When I download the RNAseq experiment as a SummarizedExperiment object I can access the metadata associated with the samples by calling colData(coad). In this data frame, there is information regarding MSI (microsatellite instability) status of tumors. The information I get from there is the following:
# Prepared coad object previously by using GDCdownload and GDCprepare functions
meta <- as.data.frame(colData(coad))
dim(meta)
#>[1] 521 102
summary(meta$subtype_MSI_status)
#> MSI-H MSI-L MSS Not Evaluable NA's
#> 0 40 42 126 0 313
Alternatively, I can also download subtype information using TCGAquery_subtype function. When I do that and look at the MSI data in the downloaded data frame, this is what I see:
subtype <- TCGAbiolinks::TCGAquery_subtype("COAD")
dim(subtype)
#>[1] 276 45
summary(subtype$MSI_status)
#> MSI-H MSI-L MSS Not Evaluable
#> 0 38 44 193 1
A similar discrepancy is also present when comparing survival times between SummarizedExperiment and TCGAquery_subtype data frames. One has a shorter followup time than the other for some patients (ie. the patient is censored at an early date with alive vital_status in one data frame whereas he/she appears deceased in the other data frame at a later time point.

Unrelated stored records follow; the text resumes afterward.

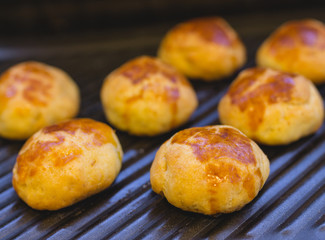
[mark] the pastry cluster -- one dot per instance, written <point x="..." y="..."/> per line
<point x="209" y="170"/>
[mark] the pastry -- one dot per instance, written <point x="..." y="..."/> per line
<point x="272" y="107"/>
<point x="209" y="170"/>
<point x="34" y="95"/>
<point x="204" y="48"/>
<point x="64" y="163"/>
<point x="296" y="47"/>
<point x="147" y="97"/>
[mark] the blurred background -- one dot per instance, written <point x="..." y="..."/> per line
<point x="89" y="39"/>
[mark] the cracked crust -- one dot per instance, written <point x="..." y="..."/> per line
<point x="65" y="163"/>
<point x="214" y="169"/>
<point x="272" y="107"/>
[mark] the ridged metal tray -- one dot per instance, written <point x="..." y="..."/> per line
<point x="290" y="206"/>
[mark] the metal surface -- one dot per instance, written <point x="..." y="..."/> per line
<point x="290" y="206"/>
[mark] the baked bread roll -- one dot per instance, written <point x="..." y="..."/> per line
<point x="296" y="47"/>
<point x="34" y="95"/>
<point x="64" y="163"/>
<point x="272" y="107"/>
<point x="147" y="97"/>
<point x="203" y="48"/>
<point x="209" y="170"/>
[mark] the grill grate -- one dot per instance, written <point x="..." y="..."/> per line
<point x="291" y="205"/>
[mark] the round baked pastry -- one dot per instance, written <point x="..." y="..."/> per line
<point x="296" y="47"/>
<point x="203" y="48"/>
<point x="34" y="95"/>
<point x="147" y="97"/>
<point x="64" y="163"/>
<point x="209" y="170"/>
<point x="272" y="107"/>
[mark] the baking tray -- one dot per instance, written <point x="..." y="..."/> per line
<point x="290" y="206"/>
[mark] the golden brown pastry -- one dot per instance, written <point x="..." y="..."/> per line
<point x="147" y="97"/>
<point x="209" y="170"/>
<point x="64" y="163"/>
<point x="34" y="95"/>
<point x="272" y="107"/>
<point x="203" y="48"/>
<point x="296" y="47"/>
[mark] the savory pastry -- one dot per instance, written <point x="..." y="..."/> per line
<point x="296" y="47"/>
<point x="272" y="107"/>
<point x="34" y="95"/>
<point x="209" y="170"/>
<point x="64" y="163"/>
<point x="147" y="97"/>
<point x="203" y="48"/>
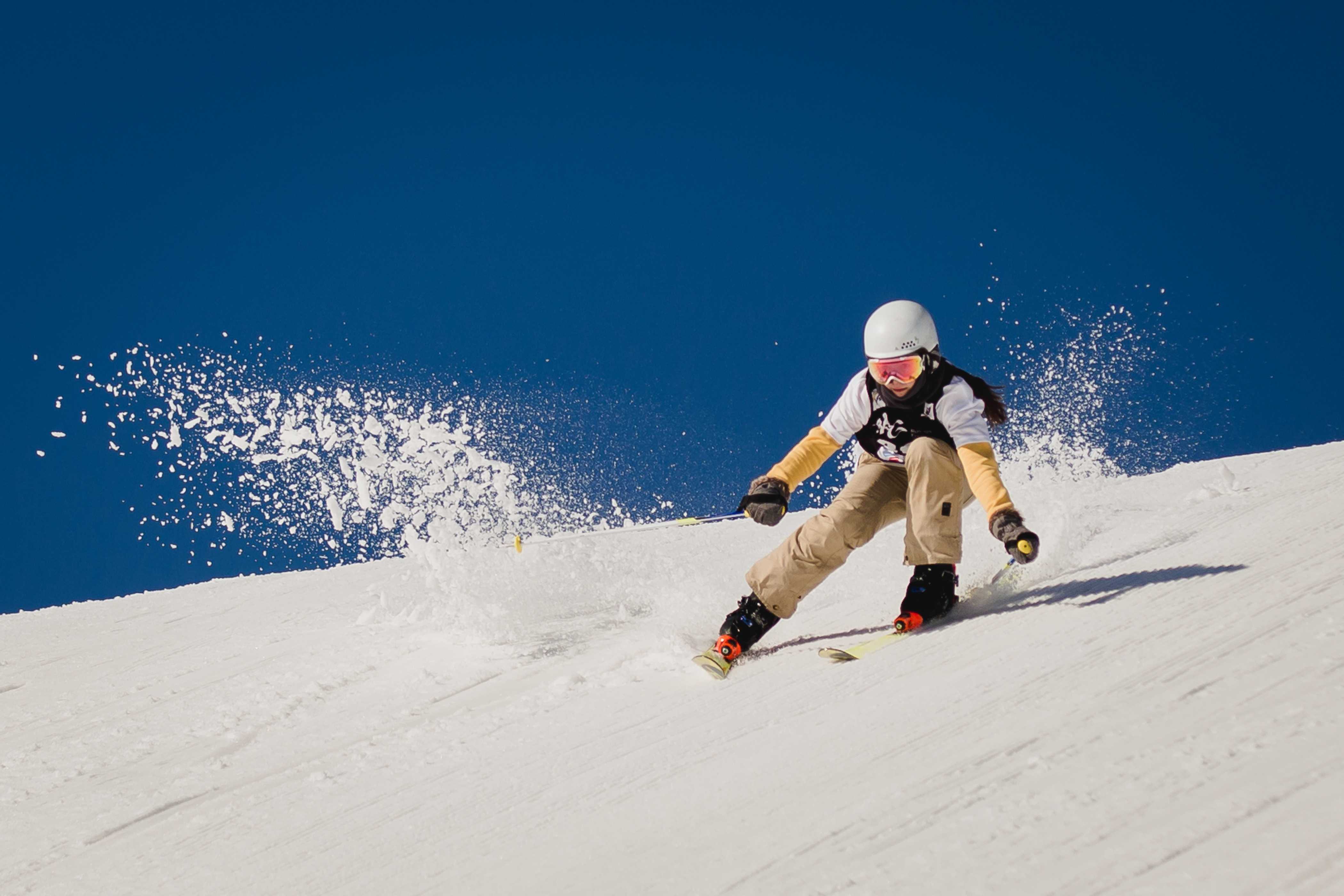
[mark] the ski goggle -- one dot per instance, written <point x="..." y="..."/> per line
<point x="897" y="371"/>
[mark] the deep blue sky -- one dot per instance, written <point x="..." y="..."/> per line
<point x="695" y="203"/>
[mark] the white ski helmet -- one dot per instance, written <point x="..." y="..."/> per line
<point x="900" y="328"/>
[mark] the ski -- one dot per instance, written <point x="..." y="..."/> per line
<point x="861" y="651"/>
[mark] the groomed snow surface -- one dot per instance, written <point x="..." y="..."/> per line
<point x="1155" y="707"/>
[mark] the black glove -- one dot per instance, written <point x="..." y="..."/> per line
<point x="1020" y="542"/>
<point x="767" y="501"/>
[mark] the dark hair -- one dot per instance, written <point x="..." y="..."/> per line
<point x="992" y="396"/>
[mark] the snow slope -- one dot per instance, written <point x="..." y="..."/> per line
<point x="1155" y="707"/>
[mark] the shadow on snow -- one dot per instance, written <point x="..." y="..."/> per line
<point x="1100" y="590"/>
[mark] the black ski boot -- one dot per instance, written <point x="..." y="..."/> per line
<point x="741" y="629"/>
<point x="744" y="628"/>
<point x="931" y="596"/>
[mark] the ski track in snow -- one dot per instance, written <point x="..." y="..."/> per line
<point x="1154" y="707"/>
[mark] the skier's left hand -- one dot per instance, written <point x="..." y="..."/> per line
<point x="1020" y="542"/>
<point x="767" y="501"/>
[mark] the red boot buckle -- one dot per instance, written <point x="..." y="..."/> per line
<point x="728" y="648"/>
<point x="909" y="621"/>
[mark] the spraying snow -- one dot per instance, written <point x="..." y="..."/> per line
<point x="1152" y="707"/>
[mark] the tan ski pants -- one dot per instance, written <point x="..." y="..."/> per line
<point x="931" y="491"/>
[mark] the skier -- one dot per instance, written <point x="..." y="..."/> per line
<point x="924" y="428"/>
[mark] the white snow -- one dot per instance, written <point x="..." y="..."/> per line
<point x="1155" y="707"/>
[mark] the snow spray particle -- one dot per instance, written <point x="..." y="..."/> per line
<point x="330" y="468"/>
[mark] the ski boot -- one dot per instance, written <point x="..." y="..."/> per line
<point x="931" y="596"/>
<point x="741" y="629"/>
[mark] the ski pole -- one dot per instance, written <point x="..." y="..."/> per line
<point x="686" y="520"/>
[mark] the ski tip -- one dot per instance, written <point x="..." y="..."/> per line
<point x="836" y="653"/>
<point x="711" y="663"/>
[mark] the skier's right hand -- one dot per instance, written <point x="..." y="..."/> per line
<point x="767" y="501"/>
<point x="1020" y="542"/>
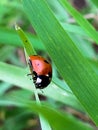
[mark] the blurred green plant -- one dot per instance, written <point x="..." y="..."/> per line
<point x="70" y="47"/>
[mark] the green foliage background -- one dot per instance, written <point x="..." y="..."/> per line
<point x="70" y="46"/>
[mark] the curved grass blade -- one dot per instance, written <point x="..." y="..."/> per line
<point x="72" y="65"/>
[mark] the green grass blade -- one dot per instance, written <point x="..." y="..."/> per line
<point x="27" y="45"/>
<point x="89" y="29"/>
<point x="73" y="67"/>
<point x="57" y="119"/>
<point x="13" y="39"/>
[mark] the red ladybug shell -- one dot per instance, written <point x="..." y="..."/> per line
<point x="40" y="65"/>
<point x="41" y="71"/>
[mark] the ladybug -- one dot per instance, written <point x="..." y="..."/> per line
<point x="41" y="71"/>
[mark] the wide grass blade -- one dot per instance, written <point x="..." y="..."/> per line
<point x="72" y="65"/>
<point x="89" y="29"/>
<point x="57" y="119"/>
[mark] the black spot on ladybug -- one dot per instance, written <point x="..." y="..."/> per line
<point x="30" y="63"/>
<point x="46" y="61"/>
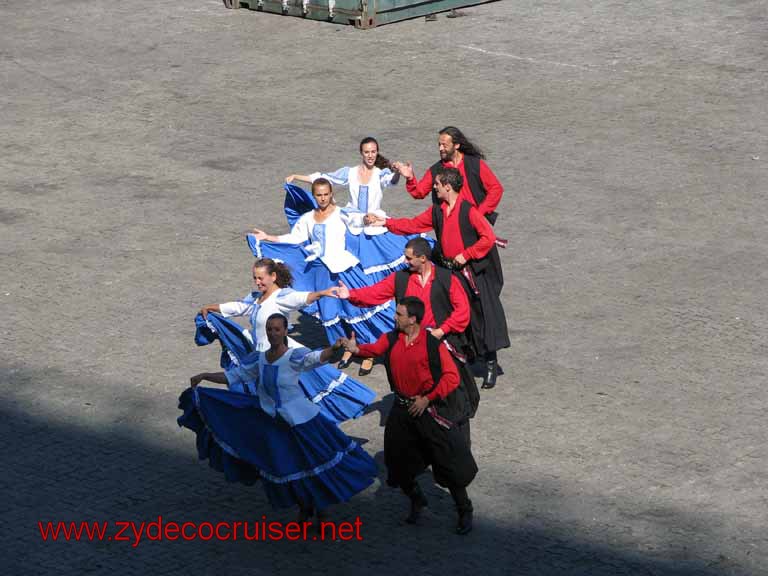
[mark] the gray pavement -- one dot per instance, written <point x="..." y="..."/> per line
<point x="140" y="140"/>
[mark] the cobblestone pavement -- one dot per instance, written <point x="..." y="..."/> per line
<point x="141" y="139"/>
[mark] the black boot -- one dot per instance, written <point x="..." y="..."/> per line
<point x="418" y="502"/>
<point x="464" y="525"/>
<point x="491" y="372"/>
<point x="305" y="513"/>
<point x="464" y="508"/>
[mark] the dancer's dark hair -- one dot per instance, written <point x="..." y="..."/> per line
<point x="466" y="147"/>
<point x="414" y="307"/>
<point x="381" y="161"/>
<point x="283" y="276"/>
<point x="450" y="176"/>
<point x="283" y="318"/>
<point x="420" y="247"/>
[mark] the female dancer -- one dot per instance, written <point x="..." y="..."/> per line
<point x="323" y="262"/>
<point x="278" y="434"/>
<point x="366" y="183"/>
<point x="340" y="397"/>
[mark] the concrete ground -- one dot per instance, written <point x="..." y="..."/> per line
<point x="141" y="139"/>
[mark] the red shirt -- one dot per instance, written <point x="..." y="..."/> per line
<point x="421" y="188"/>
<point x="451" y="241"/>
<point x="382" y="291"/>
<point x="409" y="365"/>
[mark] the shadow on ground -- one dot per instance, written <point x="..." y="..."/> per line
<point x="68" y="471"/>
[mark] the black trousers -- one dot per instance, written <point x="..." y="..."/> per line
<point x="412" y="444"/>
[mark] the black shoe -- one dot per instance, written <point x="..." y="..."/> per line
<point x="305" y="514"/>
<point x="491" y="372"/>
<point x="418" y="502"/>
<point x="364" y="371"/>
<point x="464" y="525"/>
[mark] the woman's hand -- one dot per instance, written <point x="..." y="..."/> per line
<point x="209" y="308"/>
<point x="404" y="168"/>
<point x="350" y="344"/>
<point x="262" y="236"/>
<point x="372" y="219"/>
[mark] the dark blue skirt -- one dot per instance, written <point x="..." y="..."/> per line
<point x="313" y="463"/>
<point x="339" y="396"/>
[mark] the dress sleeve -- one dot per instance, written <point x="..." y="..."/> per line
<point x="289" y="300"/>
<point x="421" y="223"/>
<point x="419" y="188"/>
<point x="486" y="237"/>
<point x="340" y="177"/>
<point x="303" y="359"/>
<point x="373" y="295"/>
<point x="388" y="178"/>
<point x="238" y="307"/>
<point x="374" y="350"/>
<point x="299" y="233"/>
<point x="493" y="189"/>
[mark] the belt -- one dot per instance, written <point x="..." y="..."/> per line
<point x="402" y="400"/>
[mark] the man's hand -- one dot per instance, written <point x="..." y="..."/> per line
<point x="420" y="404"/>
<point x="208" y="308"/>
<point x="405" y="169"/>
<point x="437" y="333"/>
<point x="350" y="344"/>
<point x="372" y="219"/>
<point x="342" y="291"/>
<point x="259" y="234"/>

What is the reason for the discrepancy between different subtype data? I remember having similar issues with SKCM (didn't try the others much). I would appreciate if you can let me know which is the more accurate version to use.
Best, Atakan
I wrote the code I used here to check some of the data: https://rpubs.com/tiagochst/TCGAbiolinks_Checking_subtype_information
The TCGAquery_subtype is accessing metadata retrieved from published TCGA papers, which might contain more samples than the RNA-Seq data. For example, there might be samples with only DNA methylation.
There are a couple of reason why you can have increase of MSI-H. The papers normally annotate only the patient instead of the sample (TCGA-A6-2672). The patient might might have duplicated samples: "TCGA-A6-2672-01A" "TCGA-A6-2672-01B". That is one of the reasons of the increase. Since we did not check deeply which replicates were used in each paper.
For the survival, GDC might have mored updated data compared to the paper when it was published.
But that is also something you need to look deeply.
By the way, one thing that I need to check better later, but in the SummarizedExperiment we also added the paper information to the normal samples, which is trick, since I believe the information belongs to primary tumor samples.
Thanks for the insights! I will take a closer look as soon as I can. The reasons for the differences make sense. I will compare both ways of getting the metadata and pick the most current/comprehensive version for analyses in the future. Do you know if there is an effort at the GDC or TCGAbiolinks level to standardize data downloads using the most current data?